Saturday Symphony is one of our Periodicals, in which we discuss the pieces of video game music we love.
It may be a single piece, it may be a group of pieces, or we might talk about a general theme in video game music or a particular games soundtrack. In any case, the goal here is to showcase that video games have had some truly fantastic pieces of music, regardless of era.
As you might imagine with our Asian-centered website, we’ll try to focus on the video games of Japan, but sometimes video game music from elsewhere may prove just too tantalizing to pass up. Either way, we want you to enjoy the music of video games along with us, so sit back, relax, and bring along some nice headphones.
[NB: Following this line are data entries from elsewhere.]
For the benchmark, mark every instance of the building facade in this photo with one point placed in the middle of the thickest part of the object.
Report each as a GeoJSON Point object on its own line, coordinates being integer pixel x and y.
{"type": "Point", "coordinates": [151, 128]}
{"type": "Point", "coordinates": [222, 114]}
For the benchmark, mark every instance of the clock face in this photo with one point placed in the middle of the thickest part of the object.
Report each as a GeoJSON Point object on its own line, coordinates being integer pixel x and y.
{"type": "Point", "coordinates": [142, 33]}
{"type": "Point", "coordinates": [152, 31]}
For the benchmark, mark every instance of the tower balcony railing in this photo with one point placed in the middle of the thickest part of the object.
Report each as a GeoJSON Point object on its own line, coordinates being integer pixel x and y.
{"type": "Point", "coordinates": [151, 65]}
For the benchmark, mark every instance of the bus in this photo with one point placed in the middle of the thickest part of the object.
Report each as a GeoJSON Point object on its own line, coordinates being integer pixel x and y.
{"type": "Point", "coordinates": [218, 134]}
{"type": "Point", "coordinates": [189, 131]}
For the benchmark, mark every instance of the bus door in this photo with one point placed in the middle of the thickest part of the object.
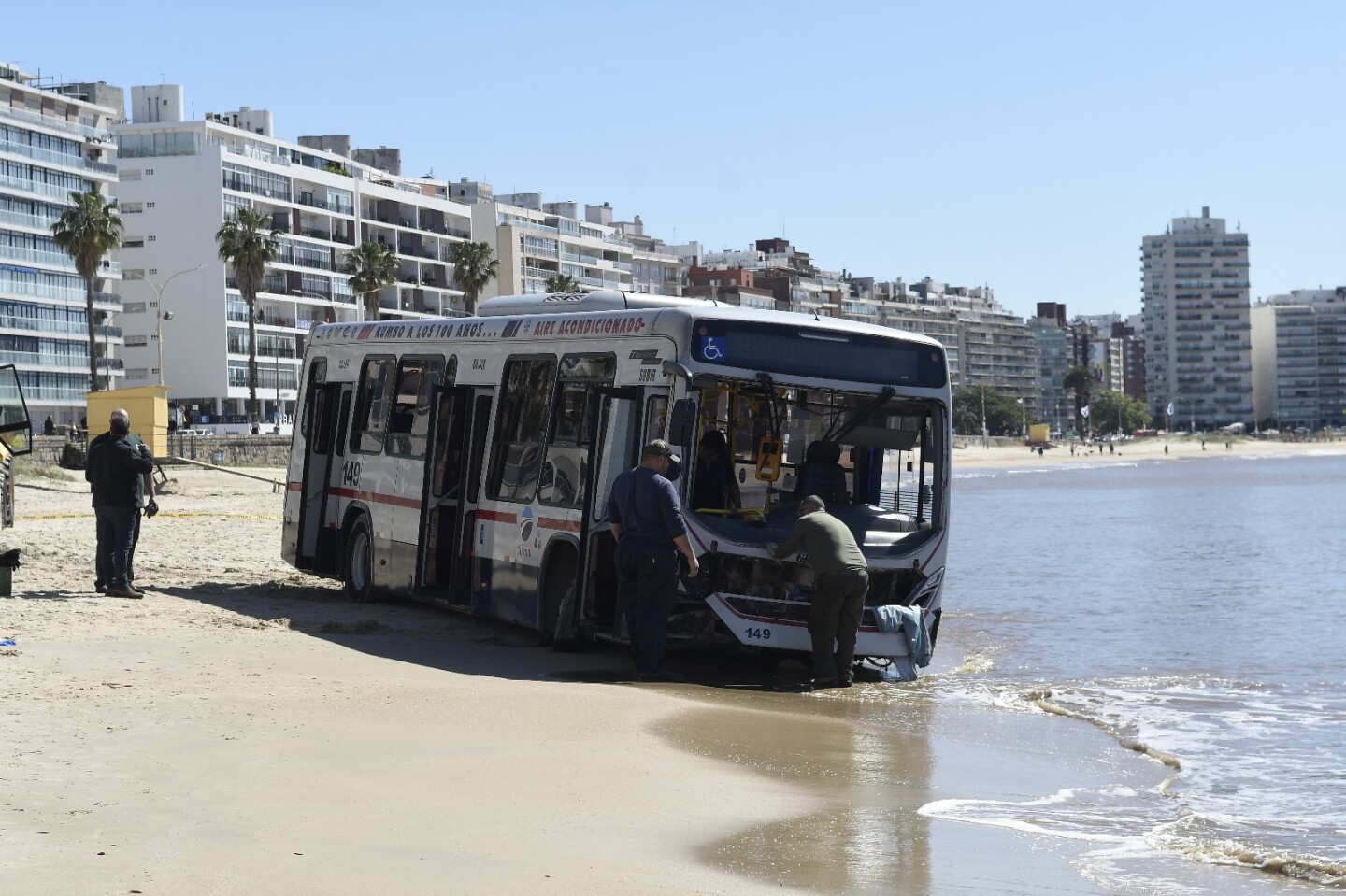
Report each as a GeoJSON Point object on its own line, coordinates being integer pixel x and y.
{"type": "Point", "coordinates": [443, 501]}
{"type": "Point", "coordinates": [320, 532]}
{"type": "Point", "coordinates": [615, 437]}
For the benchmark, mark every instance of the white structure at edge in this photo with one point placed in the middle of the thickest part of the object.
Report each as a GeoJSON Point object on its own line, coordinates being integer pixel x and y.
{"type": "Point", "coordinates": [1299, 358]}
{"type": "Point", "coordinates": [52, 141]}
{"type": "Point", "coordinates": [180, 179]}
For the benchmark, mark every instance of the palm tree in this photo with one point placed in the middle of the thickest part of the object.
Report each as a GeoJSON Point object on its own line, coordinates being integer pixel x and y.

While discussing music pieces generally won’t require divulging spoilers, sometimes it may happen – when discussing a final battle piece for example, or if the music is that intrinsically tied to the story the game is telling. It does happen sometimes.
This week’s Saturday Symphony: Korobeiniki
Original Platform: Various
(several kinds of computers,
Game Boy, NES, etc etc.)
1986 (North America)
Bullet Proof Software
depending on version
(inc. the Russian government)
Composer:Hirokazu “Hip” Tanaka
- Tetris was developed by Alexey Pajitnow, a Russian computer engineer who was working for a USSR-run computer R&D center at the time he designed the game.
- Tetris is derived from the Greek word “Tetra” and tennis, Pajitnov’s favorite sport.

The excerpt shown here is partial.